Five Nigerian suspected terrorists, with alleged links to the al-Qaida terrorist network, have been charged with preparing to attack targets in Africa's most populous country. For VOA, Gilbert da Costa in Abuja reports the arrest and prosecution of the Islamist militants for terrorism-related offenses have drawn mixed reactions in Nigeria.
The five men were arrested in northern Nigeria earlier this month. Three of them were said to have traveled to a terrorist camp in Algeria to receive training with intent to cause insurrection in Nigeria.
Nigerian prosecutors said the suspects, all in their 30s, had planned to attack government facilities in three of Nigeria's largest cities. They allegedly planned to use the assault rifles and explosions found in their possession to this end.
Western diplomats have cautioned that Nigeria, which has a large Muslim population, could become a breeding ground for international terrorist groups like al-Qaida.
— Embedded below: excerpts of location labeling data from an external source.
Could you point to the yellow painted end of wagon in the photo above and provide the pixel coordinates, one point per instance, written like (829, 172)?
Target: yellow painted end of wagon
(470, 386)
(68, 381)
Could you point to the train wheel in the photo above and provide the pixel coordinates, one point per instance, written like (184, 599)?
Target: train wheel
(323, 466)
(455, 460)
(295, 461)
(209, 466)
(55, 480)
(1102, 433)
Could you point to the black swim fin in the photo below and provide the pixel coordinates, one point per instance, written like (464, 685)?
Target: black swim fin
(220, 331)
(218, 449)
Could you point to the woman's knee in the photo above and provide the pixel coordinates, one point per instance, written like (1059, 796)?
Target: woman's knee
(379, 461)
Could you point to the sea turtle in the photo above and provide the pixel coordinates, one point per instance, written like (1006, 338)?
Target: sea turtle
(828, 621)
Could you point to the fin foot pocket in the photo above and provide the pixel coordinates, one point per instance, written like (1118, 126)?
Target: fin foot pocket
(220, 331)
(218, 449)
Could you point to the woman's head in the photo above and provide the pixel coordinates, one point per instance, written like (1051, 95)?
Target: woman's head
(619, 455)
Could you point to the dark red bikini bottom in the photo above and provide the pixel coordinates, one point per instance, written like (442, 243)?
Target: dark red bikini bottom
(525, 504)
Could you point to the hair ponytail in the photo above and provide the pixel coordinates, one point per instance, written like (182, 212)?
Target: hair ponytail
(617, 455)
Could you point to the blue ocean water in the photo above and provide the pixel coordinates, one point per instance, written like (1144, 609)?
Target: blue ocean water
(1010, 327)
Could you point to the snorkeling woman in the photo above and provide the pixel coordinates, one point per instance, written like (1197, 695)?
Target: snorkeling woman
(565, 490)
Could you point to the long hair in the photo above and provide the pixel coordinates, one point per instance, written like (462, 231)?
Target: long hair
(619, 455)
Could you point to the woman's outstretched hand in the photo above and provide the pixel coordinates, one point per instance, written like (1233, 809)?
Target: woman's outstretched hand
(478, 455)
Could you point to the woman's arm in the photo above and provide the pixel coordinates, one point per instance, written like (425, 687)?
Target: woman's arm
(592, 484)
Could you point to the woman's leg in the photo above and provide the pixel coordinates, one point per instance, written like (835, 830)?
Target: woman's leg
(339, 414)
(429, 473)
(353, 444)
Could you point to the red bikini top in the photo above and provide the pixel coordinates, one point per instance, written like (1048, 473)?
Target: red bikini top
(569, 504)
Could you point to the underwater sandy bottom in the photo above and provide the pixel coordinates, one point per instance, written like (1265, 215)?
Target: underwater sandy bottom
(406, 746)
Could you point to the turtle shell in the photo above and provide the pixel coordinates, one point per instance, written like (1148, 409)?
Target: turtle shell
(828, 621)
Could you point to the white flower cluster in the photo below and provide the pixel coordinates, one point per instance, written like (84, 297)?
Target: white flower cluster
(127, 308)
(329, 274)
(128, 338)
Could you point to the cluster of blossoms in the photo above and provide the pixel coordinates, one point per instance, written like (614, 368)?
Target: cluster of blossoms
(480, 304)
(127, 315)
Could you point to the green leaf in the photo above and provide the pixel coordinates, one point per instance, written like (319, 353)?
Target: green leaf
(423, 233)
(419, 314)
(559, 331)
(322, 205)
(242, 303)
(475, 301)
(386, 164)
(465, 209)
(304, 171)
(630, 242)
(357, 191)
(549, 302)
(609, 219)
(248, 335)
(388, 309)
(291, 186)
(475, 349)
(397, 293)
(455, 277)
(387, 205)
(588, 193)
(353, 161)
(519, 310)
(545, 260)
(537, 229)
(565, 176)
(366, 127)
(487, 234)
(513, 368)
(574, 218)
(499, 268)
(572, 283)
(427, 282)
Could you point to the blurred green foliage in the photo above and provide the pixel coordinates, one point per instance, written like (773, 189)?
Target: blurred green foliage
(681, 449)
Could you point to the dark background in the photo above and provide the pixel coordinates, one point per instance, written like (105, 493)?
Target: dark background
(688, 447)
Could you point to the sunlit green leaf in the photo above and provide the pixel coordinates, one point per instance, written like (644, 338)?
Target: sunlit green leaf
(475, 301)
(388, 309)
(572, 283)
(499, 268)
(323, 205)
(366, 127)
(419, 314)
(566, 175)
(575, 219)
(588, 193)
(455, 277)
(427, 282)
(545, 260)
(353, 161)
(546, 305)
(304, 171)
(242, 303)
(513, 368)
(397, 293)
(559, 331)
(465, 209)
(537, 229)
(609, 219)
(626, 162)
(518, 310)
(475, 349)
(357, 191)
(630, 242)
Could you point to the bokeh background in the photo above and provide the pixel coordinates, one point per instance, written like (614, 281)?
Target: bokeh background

The U.S. Embassy warned in September that Nigeria was at risk of "a terrorist attack."
Muslim leaders in Nigeria have rebuffed reports that terrorist groups may be gaining a foothold in the predominantly Muslim north.
But Shehu Sani, a researcher who had done extensive studies into religion-inspired violence in northern Nigeria, says there is sufficient evidence to warrant concerns about clandestine groups in northern Nigeria.
"There have been conflicting arguments on whether there are terrorist cells present in Nigeria, specifically the northern part or not," said Sani. "But it is a fact that there are groups and individuals with links to organizations outside this country, who get their training, funding and affiliation without the knowledge of the authorities."
The southern part of Nigeria is a battleground of homegrown militants. The Movement for the Emancipation of the Niger Delta, one of Nigeria's high-profile armed groups, has been blamed for most of the recent violence in the troubled oil-rich southern region.
But Nigeria has never suffered a terrorist attack from a group affiliated with an outside terrorist network like al-Qaida.
The country's security forces have yet to produce substantive evidence of an active al-Qaida network in the country.